Increase in allocations with Julia v1.11-beta

Is the number of allocations considered an issue? In my small tests here with my packages I’m not seeing performance regressions, but I systematically see the number of allocations increasing, even when compilation is not involved:

1.10.2:

julia> using CellListMap

julia> x, box = CellListMap.xatomic(10^6);

julia> @btime CellList($x, $box)
  244.720 ms (13742 allocations: 139.53 MiB)

1.11:

julia> using CellListMap

julia> x, box = CellListMap.xatomic(10^6);

julia> @btime CellList($x, $box)
  215.821 ms (34333 allocations: 138.90 MiB)

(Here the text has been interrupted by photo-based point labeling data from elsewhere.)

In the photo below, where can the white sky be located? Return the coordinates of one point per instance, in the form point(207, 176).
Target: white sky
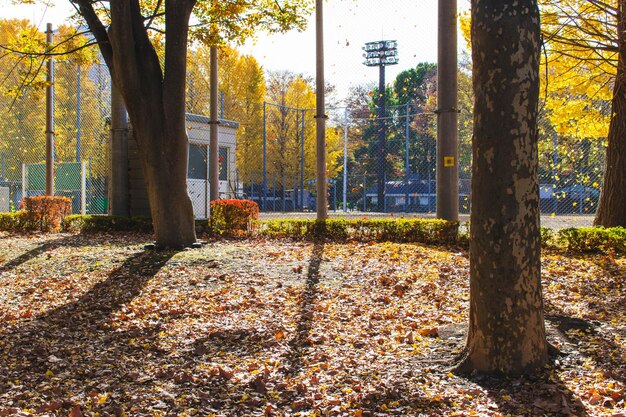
point(348, 24)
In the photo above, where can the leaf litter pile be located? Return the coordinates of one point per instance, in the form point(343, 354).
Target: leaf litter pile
point(98, 326)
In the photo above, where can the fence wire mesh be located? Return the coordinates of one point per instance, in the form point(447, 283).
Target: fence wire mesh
point(380, 161)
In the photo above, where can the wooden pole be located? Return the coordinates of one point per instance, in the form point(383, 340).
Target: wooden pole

Note the 34k vs. 13k allocations. (performance here increased, though)

4 Likes

Creating an Array now allocates twice due to the Memory change. You can look at the benchmarks to see the Memory pr did cause a big regression in allocations Julia performance data (tealquaternion.camdvr.org).

6 Likes

Okay, being out of the loop, I have to ask, how come? Why does it allocate twice?

1 Like

Could I hope, maybe, for a performance improvement if the arrays I use in this code were changed for Memory? They all fall, I think, into the category where “I don’t need all the Array” features.

I mean, this is a involved code, so making that transition will take some work. Is there a rational reason to have some expectations that changing standard vectors to Memory objects will improve somewhat the performance?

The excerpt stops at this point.